O gün hiç tanımadığım bir adam yüzünden ölmek üzereydim. Bu gün hiç tanımadığım bir adam hayatımı kurtarmıştı. Bu iki adam farklı olsaydı ben, beni kurtardığı için bu sabahki adama minnet duyardım. Ama beni ölüme sürükleyen de hayatta tutan da aynı adamdı. Gözlerimi kapattım.

Telefonumun çalma sesine açtım gözlerimi. Arayan kimdi bilmiyorum ama bu kaçıncı çalışıydı biliyorum 3 oldu. Telefonu bulup arayana bakmadan kulağıma götürdüm. "Efendim"

"Ölmemişsin" dedi "Keyfim kaçtı şuan" ekrana baktım. Yavuz?

"Tüh"

"Kedi gibi 9 canlı çıktın" Çakıroğlu bana bu yüzden kedi diyip duruyor olabilir mi?

"İkisi gitti kaldı yedi"

"Ben şansımı denemeye devam ederim o zaman"

"Tabi ki ne zaman istersen" güldüm ama Yavuz gülmedi. Aksine sinirlendi.

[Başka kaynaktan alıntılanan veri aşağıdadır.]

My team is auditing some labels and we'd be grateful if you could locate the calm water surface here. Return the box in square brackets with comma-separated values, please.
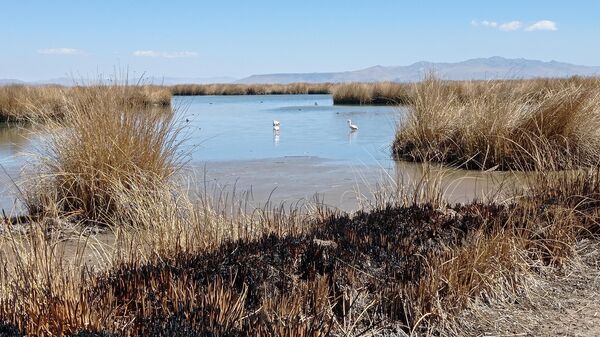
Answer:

"Alptekin Çakıroğlu'na Hakan'ın elimde olduğunu söyle" dedi ve kapattı. Hakan? Buraya geldiğim ilk gün salonda bekleyen? Yataktan kalktığım gibi çalışma odasına ilerledim. Kapıyı tıklattım ses yoktu. Telefonu çalıyordu ama duymuyordu sanırım. Girdim içeri. Bir elini masaya dümdüz uzatıp başını ona yaslamış uyuyordu.

"Çakıroğlu" omzuna dokundum "Çakıroğlu uyan" gözlerini araladı.

"Noldu?"

"Yavuz aradı" sandalyesinde düzeldi daha uyanık görünüyordu. "Hakan elimde Çakıroğlu'na ilet dedi"

"Yavuz! Yavuz!"

"Telefonun çalıyor sabahtan beri duymuyorsun, önemli sanırım"

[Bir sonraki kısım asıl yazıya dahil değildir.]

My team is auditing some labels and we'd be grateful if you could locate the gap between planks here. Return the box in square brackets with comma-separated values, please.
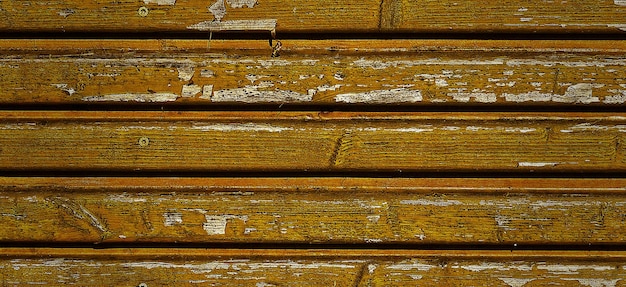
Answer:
[0, 39, 626, 53]
[0, 247, 626, 260]
[0, 177, 626, 194]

"Ben biraz yalnız kalabilir miyim?"

"Tabi ki" hemen çıktım odadan. Çıkmamla bir şeylerin devrildiği duymam bir oldu. Eline geçen her şeyi fırlatıyordu şuan. Ona da zordu. Aşağı indim.

Can'ı görmüştüm. Koluna baktım istemsizce. "Nare Hanım" dedi birden.

"Efendim"

"Abim uyandı mı?"

"Uyandırdım Can, yukardaydı ama rahatsız edilmek istediğini sanmıyorum"

"Önemli bir şey söylemem lazım açmıyor telefonunu"

"Hakanın kaçırıldığını mı söyleyeceksin?"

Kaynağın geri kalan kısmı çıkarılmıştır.